Appendix V: Creation of multiple Denodo interpreters

You may wish to query more than one Denodo server. For this it will be necessary to create a new Denodo interpreter in the interpreter section of the application.

  • The name of the denodo interpreters must always begin with "denodo".
  • In the interpreter group option, "jdbc" must be selected.
  • The "default.driver" property must be set to "com.denodo.vdp.jdbc.Driver".
  • The "default.url" property must be set to "jdbc:vdb://localhost:9999/?noAuth=true".
  • You must add the property "zeppelin.jdbc.denodo.database" and configure the default database.

 

After applying this configuration it will be possible to create notes with the new Denodo interpreter.

 

There will be some requirements that must be satisfied depending on the type of authentication.

 

  • In case of using Basic authentication, the user with which you login in zeppelin must exist in all VDP servers to which you want to access to execute queries.
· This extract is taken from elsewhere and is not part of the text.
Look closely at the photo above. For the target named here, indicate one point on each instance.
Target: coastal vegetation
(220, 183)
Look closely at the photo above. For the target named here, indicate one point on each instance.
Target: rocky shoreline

The password must be the same in all Denodo servers.
  • In case of using Kerberos authentication, it is important that all VDP servers are configured using the same SPN and the same KeyTab.
  • In case of using the Denodo SSO authentication, it is important that all VDP servers are using the same Denodo SSO application. The sso.url property of the conf\SSOConfiguration.properties must point to the same url.

After the creation of new denodo interpreters, the authentication of the application will continue to be made in the VDP server configured for the default denodo interpreter.

All other interpreters will need to use the same authentication data when executing paragraphs. That is why it is important that the authentication configuration in the VDP servers is the same.

To use the new interpreters the procedure is the same as before. When creating a new note, the new Denodo interpreter is selected in Default Interpreter. In the paragraph execution by default we will use the database defined in the zeppelin.jdbc.denodo.database property of the interpreter configuration but if we want to connect with a different database we can write the database name concatenated with the interpreter name. The format is %denodoXXX%DATABASE_NAME.

In the particular case of using a new "denodo2" interpreter, when logging into the application, this will continue to be done with the VDP server configured in this "denodo" interpreter.When we enter a note configured with the interpreter "denodo2" and execute a paragraph, a new connection will be created using the data of the initial authentication.